As in all addictions, quitting smoking has proven to be challenging to many. Even for good friends who are physicians and care for patients afflicted with terminal tobacco-related illnesses, tobacco cessation has been an oft-unconquerable challenge.
Multiple modalities have been proposed as aids in quitting smoking. From gums, to patches, to electronic cigarettes. To date, none of these adjunctive measures have proven to be a consistently successful measure.
Study subjects in a recent double-blind, randomized clinical trial published in the NEJM who were given a free reign to smoke (unrestricted access) voluntarily smoked less when they were given cigarettes with less nicotine content. Quitting a certain addiction is made artificially harder when the subject consciously knows the substance is being withheld. But by giving the subject free reign to smoke whenever he wants, this artificial craving is not created. Then, when the subject UNKNOWINGLY receives less nicotine, the satisfaction associated with smoking becomes less. Because of this, the subject seemingly subconsciously craves for smoking less. The successful strategy employed in this study appears to be two-fold: 1.) not place any restriction on an individual’s access to the substance, and 2.) to fool an individual into thinking he is receiving the usual amount of the substance, even though he isn’t (placebo effect).

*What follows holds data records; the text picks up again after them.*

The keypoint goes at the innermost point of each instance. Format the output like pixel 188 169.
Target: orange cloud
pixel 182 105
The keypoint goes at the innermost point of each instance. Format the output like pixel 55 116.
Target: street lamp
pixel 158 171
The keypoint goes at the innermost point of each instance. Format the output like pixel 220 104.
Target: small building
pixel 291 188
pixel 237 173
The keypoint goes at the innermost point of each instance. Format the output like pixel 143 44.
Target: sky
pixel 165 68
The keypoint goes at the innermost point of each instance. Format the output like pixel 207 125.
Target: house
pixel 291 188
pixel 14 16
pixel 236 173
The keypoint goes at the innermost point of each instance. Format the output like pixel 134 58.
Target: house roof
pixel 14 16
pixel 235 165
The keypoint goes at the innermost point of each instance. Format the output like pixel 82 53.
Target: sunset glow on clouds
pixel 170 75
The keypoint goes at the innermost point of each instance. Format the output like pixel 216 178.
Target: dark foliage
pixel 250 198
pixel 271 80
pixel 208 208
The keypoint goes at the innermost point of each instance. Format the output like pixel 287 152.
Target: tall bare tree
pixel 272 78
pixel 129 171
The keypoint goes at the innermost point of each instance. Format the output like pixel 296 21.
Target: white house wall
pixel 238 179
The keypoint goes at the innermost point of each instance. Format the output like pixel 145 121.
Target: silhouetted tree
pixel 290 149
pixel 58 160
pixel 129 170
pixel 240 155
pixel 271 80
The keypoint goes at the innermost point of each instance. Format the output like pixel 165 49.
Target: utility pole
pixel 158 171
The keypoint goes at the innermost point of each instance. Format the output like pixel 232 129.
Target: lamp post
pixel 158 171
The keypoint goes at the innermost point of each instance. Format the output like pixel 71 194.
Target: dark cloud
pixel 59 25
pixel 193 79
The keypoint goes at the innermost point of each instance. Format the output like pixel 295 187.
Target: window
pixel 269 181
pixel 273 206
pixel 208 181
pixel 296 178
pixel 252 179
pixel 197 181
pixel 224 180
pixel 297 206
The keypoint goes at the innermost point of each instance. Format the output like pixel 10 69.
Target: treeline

Unresolved issues include: 1.) whether this is enough to decrease complications associated with smoking, 2.) whether this is just as good as completely quitting smoking, and 3.) whether this is a good step into completely quitting smoking. If proven to lead to good clinical endpoints, it will become interesting to see if cigarette manufacturers will eventually be mandated by law to produce cigarettes with lower nicotine content.